Hey Ouyang (or should that be Ted!), your grammar certainly helps one to see what you were on about with sentences like 'The eggs are painted green' (and now, 'The room was painted red' (red(-painted)?), and 'She is considered pretty'), and provides a fair bit of food for thought (e.g. 'predicate verbals', 'expletive pronouns'), but the colour (and alphanumeric etc) codes (CSS span tags) seem like a lot of work for the teacher at least (that is not to say that they are of no use to a teacher determined to study and fully learn your as-printed
grammar i.e. the codings seem
internally consistent and reinforcing enough), and might not be needed by students (at least not in the intermediate stage, between total beginner and rabidly advanced) - I for one find my eyes crossing a bit with the visual overload (I'd probably need to print out your grammar and study the various forms of colour underlining in detail to really appreciate it, beyond the general function of the multiple underlining; that is, it is hard to get a quick functional overview of things from any single table or page; a lot of scrolling back and forth is required in the pdf format). I guess I depend on more subconscious, natural, intuitive and "empiricial" processes (mounting perceived regularities and repetitiousness/repetitions in input and successful output) in gaining some understanding of, say, Chinese (and not necessarily always in relation to English, but sometimes - indeed as time progress, often - in its own terms), and have read/browsed your grammar more for its terminology than the colour-coding itself (I'll leave real sticklers to pick you up if they so desire on e.g. your use of 'purely limiting adjective' in the same breath as 'determiner' to label e.g. 'the'). Anyway, it will be interesting to see what e.g. "SFGers" like Sally Olsen make of this specific use of colour (to underline in various ways, rather than just as single solid font options for the words themselves).
Just a few more points:
-Why can't we say 'What should we put the flowers on?' (pg 7)? Granted, 'in' makes more sense generally, but it wouldn't be out of the realms of possibility to put flowers on a table for whatever reason now, would it?
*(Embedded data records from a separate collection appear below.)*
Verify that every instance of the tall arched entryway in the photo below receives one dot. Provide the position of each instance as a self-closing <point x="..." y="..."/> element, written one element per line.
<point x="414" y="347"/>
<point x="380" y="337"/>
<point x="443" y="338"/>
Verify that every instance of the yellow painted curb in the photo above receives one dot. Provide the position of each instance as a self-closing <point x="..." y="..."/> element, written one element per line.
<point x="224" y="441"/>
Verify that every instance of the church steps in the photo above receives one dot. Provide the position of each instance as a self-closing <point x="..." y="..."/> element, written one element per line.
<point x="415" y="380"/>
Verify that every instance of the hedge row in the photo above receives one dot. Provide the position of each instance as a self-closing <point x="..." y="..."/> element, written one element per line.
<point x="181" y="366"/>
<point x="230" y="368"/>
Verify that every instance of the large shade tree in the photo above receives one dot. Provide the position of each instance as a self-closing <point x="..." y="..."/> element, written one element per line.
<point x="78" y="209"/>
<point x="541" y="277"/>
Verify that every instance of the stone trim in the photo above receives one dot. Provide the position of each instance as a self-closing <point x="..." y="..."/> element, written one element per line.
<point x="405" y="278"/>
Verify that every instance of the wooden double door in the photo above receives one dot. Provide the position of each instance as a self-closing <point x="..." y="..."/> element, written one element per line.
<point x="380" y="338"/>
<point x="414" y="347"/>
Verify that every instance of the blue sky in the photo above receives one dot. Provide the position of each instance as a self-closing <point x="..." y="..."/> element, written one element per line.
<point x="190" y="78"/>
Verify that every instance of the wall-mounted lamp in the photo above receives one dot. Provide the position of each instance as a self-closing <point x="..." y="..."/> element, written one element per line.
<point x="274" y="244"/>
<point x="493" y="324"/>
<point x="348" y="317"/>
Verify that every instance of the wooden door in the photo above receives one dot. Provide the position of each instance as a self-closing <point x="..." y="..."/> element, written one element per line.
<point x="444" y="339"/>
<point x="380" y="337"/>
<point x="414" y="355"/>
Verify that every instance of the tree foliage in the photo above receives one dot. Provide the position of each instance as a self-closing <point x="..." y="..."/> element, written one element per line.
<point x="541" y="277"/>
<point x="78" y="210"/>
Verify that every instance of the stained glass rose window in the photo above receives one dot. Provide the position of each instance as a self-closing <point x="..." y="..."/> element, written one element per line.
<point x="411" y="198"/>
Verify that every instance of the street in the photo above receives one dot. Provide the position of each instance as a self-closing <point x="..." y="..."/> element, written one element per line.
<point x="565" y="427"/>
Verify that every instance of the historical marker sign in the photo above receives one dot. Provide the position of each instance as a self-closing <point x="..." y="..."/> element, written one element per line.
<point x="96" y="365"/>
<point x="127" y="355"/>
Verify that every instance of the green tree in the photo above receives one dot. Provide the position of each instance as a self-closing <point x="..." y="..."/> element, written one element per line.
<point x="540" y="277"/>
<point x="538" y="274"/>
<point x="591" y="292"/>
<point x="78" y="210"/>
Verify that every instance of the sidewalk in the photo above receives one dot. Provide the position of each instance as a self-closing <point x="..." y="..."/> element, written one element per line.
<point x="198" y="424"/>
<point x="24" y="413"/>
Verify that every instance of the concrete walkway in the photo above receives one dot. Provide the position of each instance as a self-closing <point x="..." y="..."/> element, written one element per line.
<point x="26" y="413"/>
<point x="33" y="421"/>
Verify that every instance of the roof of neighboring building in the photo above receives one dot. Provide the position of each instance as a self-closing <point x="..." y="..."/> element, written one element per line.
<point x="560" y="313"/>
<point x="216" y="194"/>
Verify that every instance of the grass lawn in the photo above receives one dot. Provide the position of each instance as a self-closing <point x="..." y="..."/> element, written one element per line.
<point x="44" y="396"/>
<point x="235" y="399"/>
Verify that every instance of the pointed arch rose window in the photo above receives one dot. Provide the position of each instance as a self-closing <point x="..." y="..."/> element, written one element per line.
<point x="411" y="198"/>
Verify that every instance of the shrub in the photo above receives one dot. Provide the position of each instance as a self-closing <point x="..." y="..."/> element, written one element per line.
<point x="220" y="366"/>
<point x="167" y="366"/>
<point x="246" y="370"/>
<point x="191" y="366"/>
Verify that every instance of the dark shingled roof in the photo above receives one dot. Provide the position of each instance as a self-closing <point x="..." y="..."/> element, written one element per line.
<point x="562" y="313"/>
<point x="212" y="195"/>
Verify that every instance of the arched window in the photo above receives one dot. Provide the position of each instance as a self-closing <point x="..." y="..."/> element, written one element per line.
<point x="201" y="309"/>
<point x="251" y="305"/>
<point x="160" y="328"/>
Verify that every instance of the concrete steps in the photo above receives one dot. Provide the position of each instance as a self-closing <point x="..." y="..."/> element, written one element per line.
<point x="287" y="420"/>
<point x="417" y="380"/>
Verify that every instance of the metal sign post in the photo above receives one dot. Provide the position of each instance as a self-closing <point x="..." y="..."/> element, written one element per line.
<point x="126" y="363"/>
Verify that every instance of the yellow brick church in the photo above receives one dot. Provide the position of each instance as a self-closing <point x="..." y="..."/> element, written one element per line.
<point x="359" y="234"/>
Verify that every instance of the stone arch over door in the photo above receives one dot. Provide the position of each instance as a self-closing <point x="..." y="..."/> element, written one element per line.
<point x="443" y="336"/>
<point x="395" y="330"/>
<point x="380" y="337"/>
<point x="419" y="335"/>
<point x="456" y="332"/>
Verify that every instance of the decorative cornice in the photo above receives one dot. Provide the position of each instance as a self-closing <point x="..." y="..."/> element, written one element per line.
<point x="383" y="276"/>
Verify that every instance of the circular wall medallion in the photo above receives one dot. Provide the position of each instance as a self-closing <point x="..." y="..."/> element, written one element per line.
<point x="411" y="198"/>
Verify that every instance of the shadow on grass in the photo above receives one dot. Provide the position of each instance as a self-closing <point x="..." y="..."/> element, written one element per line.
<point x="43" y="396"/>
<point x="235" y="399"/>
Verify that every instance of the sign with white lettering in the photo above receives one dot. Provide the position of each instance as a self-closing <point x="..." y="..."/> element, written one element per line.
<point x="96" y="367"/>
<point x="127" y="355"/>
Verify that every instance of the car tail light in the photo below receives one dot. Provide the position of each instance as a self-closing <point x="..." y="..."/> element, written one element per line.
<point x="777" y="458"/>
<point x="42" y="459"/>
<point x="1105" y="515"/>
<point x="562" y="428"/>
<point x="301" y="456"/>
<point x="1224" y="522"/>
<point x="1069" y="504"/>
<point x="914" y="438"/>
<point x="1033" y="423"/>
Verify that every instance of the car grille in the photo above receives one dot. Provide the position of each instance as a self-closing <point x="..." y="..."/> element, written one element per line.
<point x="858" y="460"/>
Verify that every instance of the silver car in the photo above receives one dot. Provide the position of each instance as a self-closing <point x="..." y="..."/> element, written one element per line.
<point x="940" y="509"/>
-It's good that you point out that
be and
have can be main verbs, but aren't there clearer/easier ways to convey "inversion"* ('placement' of aux, pg 11, "versus" 'movement' of MV, pg 12) in questions, and do- support generally (covered on pp 38-39 i.e. at quite a remove from pp 11-12)? This is an aspect (and what is or should be a relatively easy one at that) of grammar that a more inexperienced teacher might struggle with and fail to really grasp from your presentation (or is it aimed at more experienced teachers only?). Basicially, a lot gets sort of taken for granted in the pursuit of some quite rarefied (though as I say, often interesting!) points.
Sorry that I'm not going into much depth...I might post more when I've had a further look at the grammar (the other stuff is like you said a work in progress, incomplete, though there is enough to confirm that sentence structure and analysis has been your primary concern LOL. You know, I initially thought that your 'Word Matrix' handpix topical dictionary thingy was something akin to Prendergast's 'Labyrinth' diagram in his 'Mastery' system! Not that P's diagram was to do with vocab specifically, or that either method of organization seems that essential to me, is what I'm saying

I mean, here I felt a bit like, do I really want a "Roget-style" rationale and work, or just a more plain A-Z one - ah, the "tyranny" of the alphabet! - onto which I will sooner or later impose my own organizing criteria (that is, I skipped the preamble and just went straight on to the vocab sheets themselves). Oh, and are the Chinese translations in the dialogues that you've so far completed sometimes just a little bit too "full", for the sake of structural equivalence? Maybe, maybe not - just a passing thought on my part. My Chinese is if anything perhaps a bit too rough n ready and stunted still!).
BTW I'm not sure I'd supply so much personal information unsolicited (passport details, transcripts, testimonials etc)!
*Or rather, simple "variations" in the
linear order of
individual,
original sequences equating to differences in mood.